Allstate’s patent application indicates that the company would collect data including time stamps of trips drivers make, maps of driving distances, projected times between distances, traffic signals, local speed laws and weather. Once that data is collected, it’s possible that it may be of interest to law enforcement, which raises a host of new issues.


Courts already have challenged police for gathering data from vehicles, particularly from GPS technology. In 2012, the Supreme Court held in U.S. v. Jones that installing a GPS device to monitor a vehicle’s movements constitutes a search under the Fourth Amendment. Though the case involved police installing the device to track a suspected drug trafficker, it raised the broader question of how far the government can go in monitoring a person’s movements through such a device, whether the police installed it or not. A year later, the Massachusetts Supreme Judicial Court ruled on a similar case, saying that the government must have probable cause and provide judicial oversight before tracking vehicles by GPS for extended periods.

Such cases are closely watched by the nonprofit Electronic Privacy Information Center. “There is an urgent need to establish meaningful and enforceable privacy and safety protections,” says Khaliah Barnes, associate director of the center.

Barnes testified in November before the U.S. House’s Committee on Oversight and Government Reform during a hearing on the “Internet of cars,” a term that refers to the many ways in which vehicles are connected through digital technology. During the hearings, Barnes urged Congress to establish safeguards for drivers of connected vehicles. “Consumers are grossly unaware and privacy policies are opaque,” Barnes says. “People aren’t aware of the level of detail of the data collected.” OnStar, the company behind the in-car communication system from General Motors, raised a stir in 2011 after it proposed changing user agreements. The changes would have allowed it to continue collecting information from customers who stopped their subscriptions and sell the data to third parties. Facing a wave of protest and a congressional investigation over its practices, the company withdrew the plan.

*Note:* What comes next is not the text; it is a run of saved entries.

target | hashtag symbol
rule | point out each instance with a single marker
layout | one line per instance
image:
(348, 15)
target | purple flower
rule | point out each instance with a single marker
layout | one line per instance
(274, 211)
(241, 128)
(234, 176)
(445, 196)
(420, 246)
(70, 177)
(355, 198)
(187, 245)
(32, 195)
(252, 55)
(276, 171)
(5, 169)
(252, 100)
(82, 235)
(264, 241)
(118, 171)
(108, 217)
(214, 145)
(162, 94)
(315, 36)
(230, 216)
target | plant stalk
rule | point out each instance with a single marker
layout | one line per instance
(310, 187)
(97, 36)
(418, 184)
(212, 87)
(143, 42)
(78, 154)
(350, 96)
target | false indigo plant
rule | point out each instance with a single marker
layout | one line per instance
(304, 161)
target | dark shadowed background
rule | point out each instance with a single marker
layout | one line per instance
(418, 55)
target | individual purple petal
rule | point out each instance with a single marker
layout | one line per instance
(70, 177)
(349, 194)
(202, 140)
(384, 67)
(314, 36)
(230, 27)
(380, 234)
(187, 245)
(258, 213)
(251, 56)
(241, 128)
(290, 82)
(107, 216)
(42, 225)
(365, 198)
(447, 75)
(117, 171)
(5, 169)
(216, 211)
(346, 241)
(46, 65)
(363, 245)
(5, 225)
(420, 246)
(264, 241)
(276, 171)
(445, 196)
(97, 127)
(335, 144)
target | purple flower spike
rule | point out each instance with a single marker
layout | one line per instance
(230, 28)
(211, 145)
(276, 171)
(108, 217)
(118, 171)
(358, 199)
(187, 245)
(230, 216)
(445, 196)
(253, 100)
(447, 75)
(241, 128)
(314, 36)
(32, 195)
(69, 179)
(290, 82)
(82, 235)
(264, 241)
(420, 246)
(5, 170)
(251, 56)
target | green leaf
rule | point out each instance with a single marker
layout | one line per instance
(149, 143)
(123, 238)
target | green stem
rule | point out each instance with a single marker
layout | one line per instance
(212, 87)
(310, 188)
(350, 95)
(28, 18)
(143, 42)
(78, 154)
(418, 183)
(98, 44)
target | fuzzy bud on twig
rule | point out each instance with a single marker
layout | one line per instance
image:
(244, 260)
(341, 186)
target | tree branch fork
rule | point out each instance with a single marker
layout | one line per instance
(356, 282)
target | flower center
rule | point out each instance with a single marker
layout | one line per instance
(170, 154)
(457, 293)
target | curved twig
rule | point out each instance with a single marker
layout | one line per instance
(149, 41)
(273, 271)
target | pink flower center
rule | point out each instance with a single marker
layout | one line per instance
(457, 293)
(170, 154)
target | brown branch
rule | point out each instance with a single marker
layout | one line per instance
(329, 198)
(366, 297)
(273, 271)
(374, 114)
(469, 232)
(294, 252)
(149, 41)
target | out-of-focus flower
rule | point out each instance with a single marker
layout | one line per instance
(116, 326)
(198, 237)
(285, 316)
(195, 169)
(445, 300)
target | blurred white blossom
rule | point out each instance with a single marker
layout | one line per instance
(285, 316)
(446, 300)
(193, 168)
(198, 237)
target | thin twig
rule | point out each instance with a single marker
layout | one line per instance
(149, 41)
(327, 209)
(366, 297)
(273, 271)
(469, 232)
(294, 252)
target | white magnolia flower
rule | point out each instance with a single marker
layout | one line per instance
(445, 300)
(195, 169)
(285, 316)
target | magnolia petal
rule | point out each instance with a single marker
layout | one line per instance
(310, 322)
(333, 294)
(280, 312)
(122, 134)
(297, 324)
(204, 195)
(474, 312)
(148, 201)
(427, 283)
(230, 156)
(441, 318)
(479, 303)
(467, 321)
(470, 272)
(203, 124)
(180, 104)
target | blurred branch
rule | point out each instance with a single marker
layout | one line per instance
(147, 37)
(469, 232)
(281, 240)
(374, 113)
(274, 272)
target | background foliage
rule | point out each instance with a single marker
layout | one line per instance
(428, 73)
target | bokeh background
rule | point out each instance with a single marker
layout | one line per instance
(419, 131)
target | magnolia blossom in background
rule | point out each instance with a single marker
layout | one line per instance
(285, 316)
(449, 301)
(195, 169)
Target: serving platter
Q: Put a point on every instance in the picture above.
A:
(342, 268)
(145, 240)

In his speech, Allstate CEO Wilson made clear that the insurer was considering its options with the data it gathers, including selling it. “Could we, should we sell this information we get from people driving around to various people and capture some additional profit sources and perhaps give a better value proposition to our customers?” Wilson asked. “It’s a long-term gain.”

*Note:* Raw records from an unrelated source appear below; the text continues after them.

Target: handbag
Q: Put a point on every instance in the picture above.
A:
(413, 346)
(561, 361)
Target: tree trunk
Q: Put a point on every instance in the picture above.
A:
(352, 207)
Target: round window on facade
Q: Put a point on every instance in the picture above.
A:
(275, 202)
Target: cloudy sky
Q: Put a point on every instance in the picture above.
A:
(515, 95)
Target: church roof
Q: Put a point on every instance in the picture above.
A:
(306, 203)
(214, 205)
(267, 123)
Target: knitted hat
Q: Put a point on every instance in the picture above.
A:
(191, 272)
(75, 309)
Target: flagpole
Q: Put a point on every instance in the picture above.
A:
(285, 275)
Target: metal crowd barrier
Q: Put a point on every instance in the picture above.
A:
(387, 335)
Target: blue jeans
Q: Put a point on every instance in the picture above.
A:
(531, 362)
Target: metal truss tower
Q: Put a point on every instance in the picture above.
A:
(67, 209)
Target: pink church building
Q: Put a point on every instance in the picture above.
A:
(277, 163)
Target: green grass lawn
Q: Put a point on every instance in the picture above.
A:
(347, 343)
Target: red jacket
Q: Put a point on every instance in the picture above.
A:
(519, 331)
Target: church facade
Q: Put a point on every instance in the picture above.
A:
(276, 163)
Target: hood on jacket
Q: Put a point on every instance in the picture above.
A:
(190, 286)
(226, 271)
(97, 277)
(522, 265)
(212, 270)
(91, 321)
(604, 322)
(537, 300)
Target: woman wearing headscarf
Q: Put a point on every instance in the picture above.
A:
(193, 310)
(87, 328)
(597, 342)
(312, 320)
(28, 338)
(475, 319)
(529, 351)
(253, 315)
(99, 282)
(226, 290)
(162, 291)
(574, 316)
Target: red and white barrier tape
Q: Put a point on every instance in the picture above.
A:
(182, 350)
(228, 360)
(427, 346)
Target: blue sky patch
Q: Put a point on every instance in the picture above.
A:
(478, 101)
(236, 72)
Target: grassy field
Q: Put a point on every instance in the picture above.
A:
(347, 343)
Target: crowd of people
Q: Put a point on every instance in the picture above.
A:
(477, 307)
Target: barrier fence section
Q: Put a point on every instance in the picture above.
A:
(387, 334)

The lure of a free vehicle and $100 gas card was enough for Eva Krcmarik to agree to drive a car with sensors as part of a study by the University of Michigan’s Transportation Research Institute, which studies safety and transit issues for federal and state agencies, insurance companies and automakers.

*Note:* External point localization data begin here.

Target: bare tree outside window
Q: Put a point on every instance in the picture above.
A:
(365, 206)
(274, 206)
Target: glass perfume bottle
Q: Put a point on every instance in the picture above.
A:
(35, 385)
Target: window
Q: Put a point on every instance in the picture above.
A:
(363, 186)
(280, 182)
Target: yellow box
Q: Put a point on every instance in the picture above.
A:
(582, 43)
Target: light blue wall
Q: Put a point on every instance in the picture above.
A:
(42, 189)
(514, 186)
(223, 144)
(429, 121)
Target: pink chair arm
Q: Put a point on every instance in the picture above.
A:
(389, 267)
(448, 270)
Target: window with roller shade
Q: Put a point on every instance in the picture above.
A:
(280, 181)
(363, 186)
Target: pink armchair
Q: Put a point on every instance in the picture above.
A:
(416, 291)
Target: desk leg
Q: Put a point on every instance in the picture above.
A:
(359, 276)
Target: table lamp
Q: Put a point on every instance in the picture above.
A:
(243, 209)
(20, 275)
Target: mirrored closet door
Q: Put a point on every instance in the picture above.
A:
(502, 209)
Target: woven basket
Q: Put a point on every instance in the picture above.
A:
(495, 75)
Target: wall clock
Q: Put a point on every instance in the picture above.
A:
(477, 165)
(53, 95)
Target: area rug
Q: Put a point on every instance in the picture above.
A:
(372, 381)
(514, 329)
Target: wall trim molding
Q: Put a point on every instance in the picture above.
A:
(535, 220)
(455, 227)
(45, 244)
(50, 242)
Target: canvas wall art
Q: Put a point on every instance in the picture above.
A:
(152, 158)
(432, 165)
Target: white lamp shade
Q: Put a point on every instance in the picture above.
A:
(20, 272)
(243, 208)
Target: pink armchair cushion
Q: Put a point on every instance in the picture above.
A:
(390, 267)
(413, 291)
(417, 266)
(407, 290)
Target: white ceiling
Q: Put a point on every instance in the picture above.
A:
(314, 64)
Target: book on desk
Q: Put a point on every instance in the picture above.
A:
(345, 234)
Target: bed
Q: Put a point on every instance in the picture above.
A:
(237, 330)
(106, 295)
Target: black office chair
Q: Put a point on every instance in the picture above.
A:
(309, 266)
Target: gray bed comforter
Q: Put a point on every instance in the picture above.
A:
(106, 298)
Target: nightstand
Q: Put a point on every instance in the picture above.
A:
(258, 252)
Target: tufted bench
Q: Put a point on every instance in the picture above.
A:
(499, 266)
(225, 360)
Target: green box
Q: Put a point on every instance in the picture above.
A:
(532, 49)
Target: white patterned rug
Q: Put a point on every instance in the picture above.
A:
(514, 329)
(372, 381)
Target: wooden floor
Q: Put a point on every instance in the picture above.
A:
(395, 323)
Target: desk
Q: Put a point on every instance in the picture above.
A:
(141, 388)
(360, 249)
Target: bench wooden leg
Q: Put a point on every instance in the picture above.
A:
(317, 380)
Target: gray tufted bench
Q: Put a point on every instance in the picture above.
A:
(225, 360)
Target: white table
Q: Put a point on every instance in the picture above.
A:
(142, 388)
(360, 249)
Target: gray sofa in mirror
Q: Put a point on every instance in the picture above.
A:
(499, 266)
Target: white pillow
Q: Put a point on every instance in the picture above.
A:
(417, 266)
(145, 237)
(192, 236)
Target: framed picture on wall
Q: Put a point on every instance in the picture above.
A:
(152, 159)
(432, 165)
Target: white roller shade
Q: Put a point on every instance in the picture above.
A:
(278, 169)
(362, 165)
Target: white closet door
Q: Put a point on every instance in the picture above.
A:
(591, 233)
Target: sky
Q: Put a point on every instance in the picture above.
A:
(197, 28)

Krcmarik, who was in high school at the time, got a car equipped with small cameras aimed at the driver’s seat and mounted in the front and back seats, as well as under the side-view mirrors. “After a while I just forgot them,” she says. “I’m a pretty safe driver, and it didn’t restrict what I did or how I drove.”

Krcmarik says she didn’t have any privacy concerns. “At the time I don’t think I cared what they were looking for,” she says. She later learned she was part of the control group and no video was used in the study. “I never thought much about what they would use the information for because I was just 16 years old and happy to have a free car for 15 weeks,” she says.

While there are undoubtedly benefits to consumers, experts worry that ubiquitous data collection has illuminated a practice that could have many consequences. “Especially when data collected for one purpose are used for something very different, and especially when the data aren’t appropriate to the use,” Cate says. He suggests that new laws are needed to create frameworks for defining permitted uses for data. Current regulations focus on notice and consent, paying little heed to the risks and uses of the collected data, he says.

“It’s not just that the law is outdated—it certainly is—but even more so that it is all too often focused on the wrong issue, consent, instead of the harms and benefits and their likelihood of resulting from a particular use,” Cate says.